More fist-sized chunks sailed through the bars. Dozens. A few took to the air and began to fly around the room in quick figure eights.
Sun still couldn’t move. A demon landed on her shoulder, screeching like nails on a chalkboard. It was going to bite her, and she couldn't get her muscles to work.
“Ow!” Dr. Belgium yelped. He had a nasty gash across his cheek. “They're like flying razor blades!”
“Move it!” Andy smacked the demon off Sun's shoulder and yanked her away from the gate. The Octopus was full of them now, flapping and squealing, diving at the group with claws out and mouths wide. Fifty or more.
Andy pushed Sun under a desk and pulled another desk over, trying to seal her between them. The things, the batlings, circled around and around, diving in and taking bites out of Andy’s hands and head. Sun could glimpse the blood through the swirling tornado of monsters.
Belgium picked up a chair and swatted at them, knocking several out of the air. When they fell he picked up his knees and stomped marching band-style, crushing them with his heels.
One managed to escape the stomping, and hopped over to Sun’s hiding place.
Damn it, Sun, move! her mind screamed.
But her body didn’t listen.
The batling jumped up onto her shoulder.
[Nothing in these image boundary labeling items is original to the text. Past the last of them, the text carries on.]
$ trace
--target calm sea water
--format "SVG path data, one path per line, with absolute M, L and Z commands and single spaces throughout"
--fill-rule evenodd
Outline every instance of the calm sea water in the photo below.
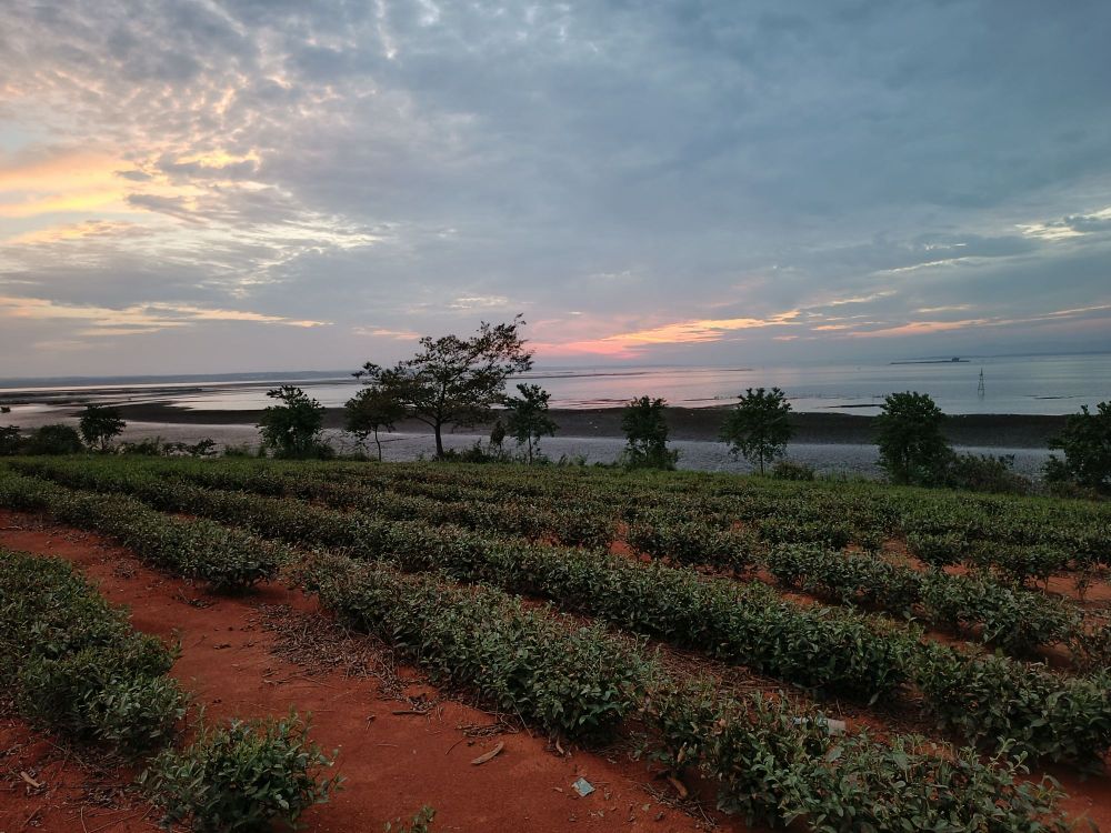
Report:
M 983 393 L 978 391 L 983 371 Z M 343 404 L 359 383 L 341 373 L 267 373 L 241 377 L 0 381 L 0 400 L 17 390 L 127 388 L 131 402 L 163 401 L 191 409 L 240 410 L 270 403 L 268 388 L 290 379 L 328 407 Z M 947 413 L 1072 413 L 1111 400 L 1111 354 L 987 357 L 961 362 L 890 364 L 738 365 L 733 368 L 548 369 L 527 374 L 551 391 L 559 408 L 618 405 L 640 395 L 671 404 L 707 407 L 735 401 L 745 388 L 778 385 L 795 411 L 877 413 L 895 391 L 929 393 Z M 157 389 L 157 390 L 154 390 Z M 188 389 L 188 390 L 187 390 Z M 99 397 L 98 397 L 99 398 Z

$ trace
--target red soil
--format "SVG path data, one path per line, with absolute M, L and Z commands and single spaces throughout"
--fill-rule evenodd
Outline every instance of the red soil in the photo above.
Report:
M 700 829 L 641 787 L 670 790 L 643 763 L 579 750 L 560 757 L 547 750 L 547 737 L 527 732 L 472 741 L 459 727 L 491 723 L 479 710 L 443 701 L 429 715 L 393 714 L 407 706 L 390 700 L 377 680 L 341 672 L 307 676 L 271 653 L 274 634 L 258 625 L 261 605 L 313 610 L 299 593 L 268 586 L 243 598 L 208 596 L 96 535 L 7 511 L 0 511 L 0 545 L 71 561 L 107 599 L 130 606 L 136 629 L 180 640 L 172 673 L 210 720 L 281 715 L 290 707 L 311 712 L 312 739 L 339 750 L 337 769 L 347 782 L 331 803 L 302 817 L 310 830 L 373 833 L 389 820 L 408 820 L 422 804 L 436 807 L 438 832 Z M 188 603 L 199 596 L 211 606 Z M 500 755 L 471 764 L 499 741 Z M 31 787 L 20 771 L 43 786 Z M 97 804 L 98 789 L 120 786 L 130 775 L 90 776 L 20 721 L 0 720 L 0 833 L 150 831 L 157 814 L 146 804 L 128 797 L 110 810 Z M 584 799 L 571 789 L 580 775 L 597 787 Z M 744 830 L 734 820 L 718 821 L 724 830 Z

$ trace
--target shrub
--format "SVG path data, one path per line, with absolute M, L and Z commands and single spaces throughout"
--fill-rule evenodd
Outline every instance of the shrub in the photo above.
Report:
M 817 472 L 813 466 L 807 465 L 805 463 L 795 463 L 791 460 L 780 460 L 772 466 L 771 475 L 775 480 L 807 481 L 813 480 L 817 476 Z
M 324 424 L 324 407 L 300 388 L 286 384 L 267 391 L 281 404 L 262 412 L 259 429 L 263 448 L 273 449 L 278 456 L 320 456 L 320 431 Z
M 19 454 L 22 448 L 23 438 L 19 433 L 19 425 L 0 428 L 0 456 L 13 456 Z
M 157 749 L 184 712 L 173 660 L 68 563 L 0 551 L 0 683 L 29 720 L 126 754 Z
M 426 805 L 413 814 L 408 824 L 400 819 L 394 819 L 392 822 L 386 823 L 383 831 L 384 833 L 432 833 L 434 819 L 436 810 Z
M 730 444 L 733 454 L 742 454 L 750 463 L 755 463 L 763 474 L 764 464 L 783 455 L 794 433 L 790 413 L 791 403 L 779 388 L 770 391 L 749 388 L 741 394 L 737 408 L 725 414 L 720 439 Z
M 875 418 L 880 468 L 894 483 L 933 485 L 942 476 L 949 443 L 945 415 L 925 393 L 891 393 Z
M 164 745 L 184 714 L 184 699 L 164 676 L 172 654 L 148 640 L 30 659 L 19 679 L 20 711 L 76 740 L 128 754 Z
M 1049 480 L 1069 480 L 1088 489 L 1111 489 L 1111 401 L 1100 402 L 1095 413 L 1081 405 L 1070 414 L 1060 434 L 1050 440 L 1051 449 L 1064 452 L 1064 462 L 1051 458 Z
M 282 720 L 232 720 L 202 727 L 197 741 L 167 750 L 144 773 L 166 823 L 194 831 L 262 831 L 274 822 L 291 830 L 314 804 L 327 803 L 342 777 L 321 777 L 336 762 L 308 739 L 294 712 Z
M 970 492 L 1029 494 L 1033 483 L 1011 471 L 1013 465 L 1013 454 L 953 454 L 945 466 L 944 484 Z
M 108 443 L 127 428 L 118 408 L 96 404 L 84 407 L 79 424 L 84 441 L 89 445 L 99 445 L 101 451 L 107 451 Z
M 668 450 L 668 422 L 663 416 L 667 400 L 641 397 L 621 412 L 625 449 L 621 462 L 628 469 L 675 468 L 678 451 Z

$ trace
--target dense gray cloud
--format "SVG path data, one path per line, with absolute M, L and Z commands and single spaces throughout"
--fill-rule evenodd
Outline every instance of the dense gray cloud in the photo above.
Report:
M 0 375 L 1111 349 L 1097 0 L 0 13 Z

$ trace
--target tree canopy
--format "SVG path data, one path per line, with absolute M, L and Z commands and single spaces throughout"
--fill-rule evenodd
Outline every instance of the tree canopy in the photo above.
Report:
M 324 407 L 290 384 L 269 390 L 267 395 L 281 404 L 270 405 L 262 412 L 259 422 L 262 445 L 273 449 L 280 456 L 300 458 L 317 453 L 324 426 Z
M 763 474 L 767 463 L 783 455 L 794 433 L 790 413 L 791 403 L 779 388 L 770 391 L 749 388 L 737 408 L 725 415 L 721 441 L 729 443 L 734 454 L 755 463 Z
M 1088 405 L 1069 415 L 1064 429 L 1050 440 L 1049 446 L 1064 452 L 1055 455 L 1047 468 L 1053 480 L 1070 480 L 1079 485 L 1101 491 L 1111 490 L 1111 401 Z
M 373 436 L 379 462 L 382 460 L 379 431 L 392 431 L 393 424 L 404 415 L 401 403 L 377 384 L 363 388 L 343 405 L 344 428 L 363 442 Z
M 118 408 L 87 404 L 78 423 L 81 436 L 89 445 L 97 445 L 101 451 L 108 450 L 108 444 L 127 428 Z
M 506 399 L 506 431 L 517 440 L 518 445 L 527 446 L 528 461 L 532 463 L 540 438 L 554 436 L 559 425 L 548 415 L 551 399 L 548 391 L 539 384 L 519 384 L 517 390 L 520 397 Z
M 952 449 L 941 433 L 945 414 L 927 393 L 892 393 L 875 418 L 880 468 L 895 483 L 933 485 L 944 476 Z
M 673 469 L 679 453 L 668 450 L 665 399 L 640 397 L 625 405 L 621 413 L 621 430 L 625 435 L 624 460 L 631 468 Z
M 420 352 L 392 368 L 373 362 L 354 375 L 391 397 L 407 416 L 431 426 L 436 455 L 443 458 L 443 426 L 470 426 L 486 422 L 493 405 L 502 401 L 506 382 L 532 368 L 520 330 L 524 321 L 489 324 L 461 339 L 442 335 L 420 340 Z

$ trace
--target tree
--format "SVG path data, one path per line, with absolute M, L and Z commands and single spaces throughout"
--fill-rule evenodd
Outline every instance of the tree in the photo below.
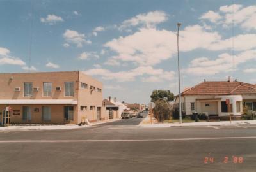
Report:
M 155 107 L 153 108 L 154 117 L 159 122 L 163 122 L 164 120 L 170 120 L 172 115 L 172 107 L 169 103 L 163 99 L 157 100 L 155 102 Z
M 157 100 L 172 101 L 174 100 L 174 94 L 170 90 L 154 90 L 150 96 L 151 101 L 156 103 Z

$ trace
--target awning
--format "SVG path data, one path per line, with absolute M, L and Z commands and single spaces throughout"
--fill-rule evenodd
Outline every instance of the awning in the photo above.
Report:
M 0 104 L 77 104 L 76 99 L 0 99 Z

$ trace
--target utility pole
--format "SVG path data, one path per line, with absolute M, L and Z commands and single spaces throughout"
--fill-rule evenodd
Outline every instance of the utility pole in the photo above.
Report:
M 181 25 L 181 23 L 177 23 L 177 26 L 178 27 L 178 31 L 177 34 L 177 55 L 178 55 L 178 75 L 179 75 L 179 119 L 180 124 L 182 123 L 182 116 L 181 113 L 181 95 L 180 95 L 180 60 L 179 57 L 179 29 Z

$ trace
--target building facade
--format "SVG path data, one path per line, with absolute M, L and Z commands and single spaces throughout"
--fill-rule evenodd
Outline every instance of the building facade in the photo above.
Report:
M 2 124 L 79 124 L 108 118 L 102 83 L 82 72 L 3 73 L 0 84 Z
M 209 115 L 239 117 L 244 108 L 256 112 L 256 86 L 238 81 L 205 81 L 181 94 L 182 110 Z M 230 110 L 228 110 L 228 103 Z M 179 103 L 179 96 L 175 103 Z

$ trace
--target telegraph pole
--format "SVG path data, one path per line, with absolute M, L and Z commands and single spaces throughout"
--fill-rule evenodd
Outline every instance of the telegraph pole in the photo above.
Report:
M 181 25 L 181 23 L 177 23 L 178 31 L 177 34 L 177 48 L 178 54 L 178 75 L 179 75 L 179 119 L 180 124 L 182 123 L 182 116 L 181 113 L 181 95 L 180 95 L 180 60 L 179 57 L 179 29 Z

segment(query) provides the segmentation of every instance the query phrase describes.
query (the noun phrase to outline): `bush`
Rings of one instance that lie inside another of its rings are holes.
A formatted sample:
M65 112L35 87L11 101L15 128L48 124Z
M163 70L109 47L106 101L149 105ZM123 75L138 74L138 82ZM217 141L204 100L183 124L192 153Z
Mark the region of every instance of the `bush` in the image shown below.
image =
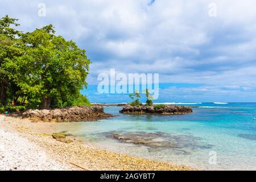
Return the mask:
M3 106L0 106L0 113L4 113L5 111L5 107Z
M139 106L142 105L142 104L139 102L139 100L136 100L133 102L131 102L130 105L132 106Z
M166 106L164 104L158 104L154 106L154 109L164 109Z
M90 103L86 97L81 94L67 97L65 101L63 101L61 98L55 98L52 100L51 107L52 108L63 108L69 106L90 106Z
M146 105L148 106L152 106L153 105L153 102L152 100L147 100L147 101L146 101Z

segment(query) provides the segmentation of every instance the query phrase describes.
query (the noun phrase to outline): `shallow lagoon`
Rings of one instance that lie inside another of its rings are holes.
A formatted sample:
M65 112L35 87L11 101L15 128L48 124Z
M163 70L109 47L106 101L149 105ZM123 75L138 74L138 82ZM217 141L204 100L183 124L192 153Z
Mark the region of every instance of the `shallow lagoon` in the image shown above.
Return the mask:
M120 107L106 107L105 112L118 115L98 122L40 125L140 157L202 169L256 169L256 104L191 106L196 107L193 113L177 115L123 115L118 113Z

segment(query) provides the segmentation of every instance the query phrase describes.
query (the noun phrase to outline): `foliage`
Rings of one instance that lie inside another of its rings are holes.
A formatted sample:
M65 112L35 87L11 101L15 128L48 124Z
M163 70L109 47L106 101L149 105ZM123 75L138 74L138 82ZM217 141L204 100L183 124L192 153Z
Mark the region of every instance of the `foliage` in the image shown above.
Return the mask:
M27 33L10 28L19 25L16 20L8 16L0 20L2 104L13 100L44 109L89 104L80 93L87 86L90 63L85 50L56 36L51 24Z
M141 94L139 92L135 91L134 94L130 94L129 97L133 100L130 105L132 106L141 106L142 104L139 101L139 98L141 98Z
M146 105L148 106L152 106L153 105L153 97L150 95L148 89L146 89L146 97L147 97L147 101L146 101Z
M154 109L164 109L166 105L164 104L158 104L154 106Z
It’s maw stretched open, bloody drool leaking down its chin.
MOVE!
But she didn’t.
The demon bit into Sun’s shoulder, hitting a nerve, doubling her over.
The pain galvanized her. Sun clenched the batling in her fist, feeling the pointy little bones snap under the pressure. She threw it aside and scrambled out from under the desk.
Fear be damned, she was ready to fight.
The demons saw a new victim and swarmed.
Sun grabbed a computer keyboard, yanked it free, and began to whack batlings left and right. But for each one she hit, ten hit her. The pain came from everywhere at once, pain like gigantic bee stings, sharp and burning. Nipping at her arms and back. Going for her eyes.
They're eating me alive, Sun thought
Something bit into her ear and she smashed it against the side of her face. Another became tangled in her hair, clawing and gnawing at her head. She pulled it off, taking some hair with it.
Bub’s giggling filled the room—a disturbing sound like a small child being tickled.
Sun could no longer see. Her torn scalp bled down into her eyes, burning like salt water. She wiped a sleeve across her face and saw a figure fall to his knees, covered with batlings.
Andy.
In four steps she was at his side, rearing back the keyboard, smashing it against his chest. Eight batlings dropped off. She repeated the move with his back, putting all of her strength into the blow.
It probably hurt, but not as much as being eaten alive.
The demons she killed were quickly replaced by others, covering Andy like a fur coat.
This is futile, Sun realized. We’re all going to die.
Which really pissed Sun off. She tried to block out some of the panic and think. They couldn’t hide, or get away. Killing them one at a time was too slow. What did she know about bats? They were nocturnal, they used radar to navigate, they were eaten by hawks, they hibernate when it gets cold...
“Cold,” Sun said aloud.
At the far end of the Octopus was a fire extinguisher. Sun beelined for it, tossing the keyboard aside. The extinguisher was a big one, at least sixty pounds, and the fire engine red color meant it was filled with carbon dioxide. She yanked it from the wall housing and pulled the pin.
In one hand, she grabbed the funnel cone and aimed at the cloud of batlings. With the other, she pulled the trigger.
A spray of sub-zero CO2 burst from the nozzle with an explosive SHHUSSH sound, freezing batlings as they flew. They dropped from the air, covered in frost. When they hit the ground they twitched and flopped around in a stupor.
“Cover your eyes!” she yelled at Andy before giving him a healthy spritz of healing cold. She then zapped Dr. Belgium, who had curled up into a fetal position near the Purple door.
“Help me! Kill the ones on the floor!”
Frank and Andy began to step on the fallen batlings, while Sun tracked down the remaining few still circling the Octopus. She ran out of CO2 with only one demon remaining, and she managed to swat that out of the sky with a clipboard.
When the last batling had been crushed underfoot, the childhood giggling began again.
Bub.
The demon clapped his hands in glee, his lips peeling back and his tongue obscenely bathing his own face.